Another is the Rutgers University Cell and DNA Repository, a very impressive archive that defines its mission as playing "a key role in research aimed at understanding the genetic causes of common, complex diseases." BioServe defines part of its mission as providing "academic and industry researchers with access to over 600,000 human DNA, tissue and serum samples linked to detailed clinical and demographic data from 120,000 consented and anonymized patients on four continents." The Veterans Administration (VA) this year announced the Million Veteran Program, proposing to link its large database of health information with blood samples collected from volunteers over the next five to seven years.
The focus here appears to be purely on genomics, and no other disease associations are to be monitored in those archived samples. This dramatically simplifies things by removing concerns about diet/fasting or worry about diurnal variations or unstable analytes. Given the size of the VA hospital system and the huge number of subjects, there should be greater power to see relatively rare, but important, genetic predispositions for phenotypes where organized sample collections can be challenging to obtain. The samples and medical records for this project will be anonymized, a crime against humanity, but not against samples.

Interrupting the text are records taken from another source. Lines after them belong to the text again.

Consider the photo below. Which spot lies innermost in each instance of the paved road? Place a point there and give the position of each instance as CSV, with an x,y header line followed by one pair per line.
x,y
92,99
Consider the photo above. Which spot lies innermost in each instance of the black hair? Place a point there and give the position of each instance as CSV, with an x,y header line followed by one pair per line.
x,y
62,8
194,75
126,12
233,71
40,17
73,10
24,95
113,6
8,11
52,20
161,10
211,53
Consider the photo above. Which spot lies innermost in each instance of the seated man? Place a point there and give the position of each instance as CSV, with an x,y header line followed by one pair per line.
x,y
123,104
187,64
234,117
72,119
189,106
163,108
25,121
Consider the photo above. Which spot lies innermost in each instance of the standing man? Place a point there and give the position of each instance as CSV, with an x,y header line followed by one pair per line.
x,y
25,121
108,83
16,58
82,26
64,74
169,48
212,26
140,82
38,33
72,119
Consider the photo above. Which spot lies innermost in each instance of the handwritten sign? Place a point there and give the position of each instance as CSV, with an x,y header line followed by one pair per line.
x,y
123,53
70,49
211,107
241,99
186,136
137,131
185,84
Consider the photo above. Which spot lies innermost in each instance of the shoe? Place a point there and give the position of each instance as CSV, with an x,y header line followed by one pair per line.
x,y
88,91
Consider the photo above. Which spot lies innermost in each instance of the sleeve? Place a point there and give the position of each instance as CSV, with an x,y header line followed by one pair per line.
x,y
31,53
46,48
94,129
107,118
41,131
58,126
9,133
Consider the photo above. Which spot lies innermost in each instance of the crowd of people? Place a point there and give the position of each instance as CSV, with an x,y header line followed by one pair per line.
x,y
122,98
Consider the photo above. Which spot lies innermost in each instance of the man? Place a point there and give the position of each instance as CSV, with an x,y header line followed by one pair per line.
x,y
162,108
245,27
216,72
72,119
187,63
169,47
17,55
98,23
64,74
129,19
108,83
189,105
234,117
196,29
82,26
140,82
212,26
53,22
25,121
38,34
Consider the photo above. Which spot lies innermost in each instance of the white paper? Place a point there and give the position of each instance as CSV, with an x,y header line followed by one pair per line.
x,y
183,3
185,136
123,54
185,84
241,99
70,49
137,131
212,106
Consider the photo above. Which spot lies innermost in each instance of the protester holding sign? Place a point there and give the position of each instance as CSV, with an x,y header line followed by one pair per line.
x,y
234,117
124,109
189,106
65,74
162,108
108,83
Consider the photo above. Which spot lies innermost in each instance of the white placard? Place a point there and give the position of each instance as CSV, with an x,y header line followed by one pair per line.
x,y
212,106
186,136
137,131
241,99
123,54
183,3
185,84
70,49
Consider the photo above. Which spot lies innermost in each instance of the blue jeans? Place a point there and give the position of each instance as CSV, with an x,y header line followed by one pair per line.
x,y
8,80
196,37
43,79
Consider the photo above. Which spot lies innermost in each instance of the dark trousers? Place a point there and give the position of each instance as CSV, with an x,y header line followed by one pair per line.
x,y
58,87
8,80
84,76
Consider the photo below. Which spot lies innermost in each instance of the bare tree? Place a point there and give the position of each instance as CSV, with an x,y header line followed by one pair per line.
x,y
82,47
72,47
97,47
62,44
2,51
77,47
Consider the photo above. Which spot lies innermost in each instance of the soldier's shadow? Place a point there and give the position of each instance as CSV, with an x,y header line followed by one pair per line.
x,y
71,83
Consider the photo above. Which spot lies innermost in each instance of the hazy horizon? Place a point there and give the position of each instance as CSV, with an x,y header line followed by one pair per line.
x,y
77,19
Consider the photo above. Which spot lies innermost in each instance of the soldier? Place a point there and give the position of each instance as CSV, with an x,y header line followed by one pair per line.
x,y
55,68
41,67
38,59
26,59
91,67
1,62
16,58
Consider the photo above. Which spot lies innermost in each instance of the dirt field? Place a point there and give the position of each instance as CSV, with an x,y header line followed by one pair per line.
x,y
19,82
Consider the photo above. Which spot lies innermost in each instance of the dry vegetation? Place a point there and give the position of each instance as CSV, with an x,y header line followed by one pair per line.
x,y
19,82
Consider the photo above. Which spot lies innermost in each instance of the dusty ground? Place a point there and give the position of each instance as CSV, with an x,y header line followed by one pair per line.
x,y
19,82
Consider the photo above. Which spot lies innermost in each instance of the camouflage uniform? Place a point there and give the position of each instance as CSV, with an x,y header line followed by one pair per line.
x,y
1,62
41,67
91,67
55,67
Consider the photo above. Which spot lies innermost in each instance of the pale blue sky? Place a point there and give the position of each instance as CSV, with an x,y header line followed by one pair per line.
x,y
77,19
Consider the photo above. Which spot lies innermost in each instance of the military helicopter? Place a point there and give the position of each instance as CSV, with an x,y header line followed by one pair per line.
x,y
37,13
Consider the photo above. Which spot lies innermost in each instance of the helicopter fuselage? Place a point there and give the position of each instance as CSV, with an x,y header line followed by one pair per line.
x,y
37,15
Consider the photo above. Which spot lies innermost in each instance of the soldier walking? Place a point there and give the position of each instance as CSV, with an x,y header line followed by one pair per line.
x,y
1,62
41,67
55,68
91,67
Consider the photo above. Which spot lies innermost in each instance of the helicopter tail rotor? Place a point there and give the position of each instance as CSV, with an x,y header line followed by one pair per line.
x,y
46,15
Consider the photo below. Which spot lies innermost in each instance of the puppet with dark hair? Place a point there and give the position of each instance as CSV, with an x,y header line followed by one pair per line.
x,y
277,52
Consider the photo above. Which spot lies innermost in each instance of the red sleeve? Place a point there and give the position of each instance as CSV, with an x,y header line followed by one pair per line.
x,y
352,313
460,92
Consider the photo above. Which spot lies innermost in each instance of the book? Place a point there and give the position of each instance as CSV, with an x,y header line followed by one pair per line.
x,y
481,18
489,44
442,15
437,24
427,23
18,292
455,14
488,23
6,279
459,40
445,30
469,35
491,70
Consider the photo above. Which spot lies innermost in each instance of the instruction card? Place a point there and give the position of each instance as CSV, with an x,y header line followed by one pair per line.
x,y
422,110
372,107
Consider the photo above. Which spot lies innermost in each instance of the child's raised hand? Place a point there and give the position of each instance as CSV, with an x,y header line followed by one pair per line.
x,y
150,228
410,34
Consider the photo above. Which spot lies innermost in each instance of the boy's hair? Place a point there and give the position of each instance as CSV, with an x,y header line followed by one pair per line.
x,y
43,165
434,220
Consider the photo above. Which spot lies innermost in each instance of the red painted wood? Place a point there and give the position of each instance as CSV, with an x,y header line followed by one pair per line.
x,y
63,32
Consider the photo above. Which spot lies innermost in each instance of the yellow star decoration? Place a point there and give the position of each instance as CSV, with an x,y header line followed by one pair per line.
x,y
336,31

There also are smaller and far more focused organizations. One of these off to a good start is the INbank here in Indiana, an initiative of the Fairbanks Institute for Healthy Communities. INbank is especially focused on longitudinal studies, following the same participating individuals over time as their disease progresses with age. It currently has two studies in progress, focused on coronary artery disease and type 2 diabetes. For each cohort, there are carefully matched controls. Electronic medical records for each participant enable queries on more than 8,000 variables that can be matched to the collected specimens. Given that longitudinal changes of biomarkers within a subject are far more likely to be interesting for personalized medicine than averages among subjects, this approach affords new opportunities. No doubt, its value will increase with time over many years.
It is encouraging to see the challenge of well- documented samples being met using electronic medical records to make queries more feasible and less costly. Nevertheless, covering the cost of all this is not trivial, and it changes the value proposition for the aliquot of body fluid samples we will be feeding to our DNA arrays, mass spectrometers and high-field NMRs. Will actionable markers be found in the earliest stages of degenerative diseases such as cancer and Alzheimer's? Not necessarily, but let the chemistry talk. Much more will be known over the next decade. Happy holidays.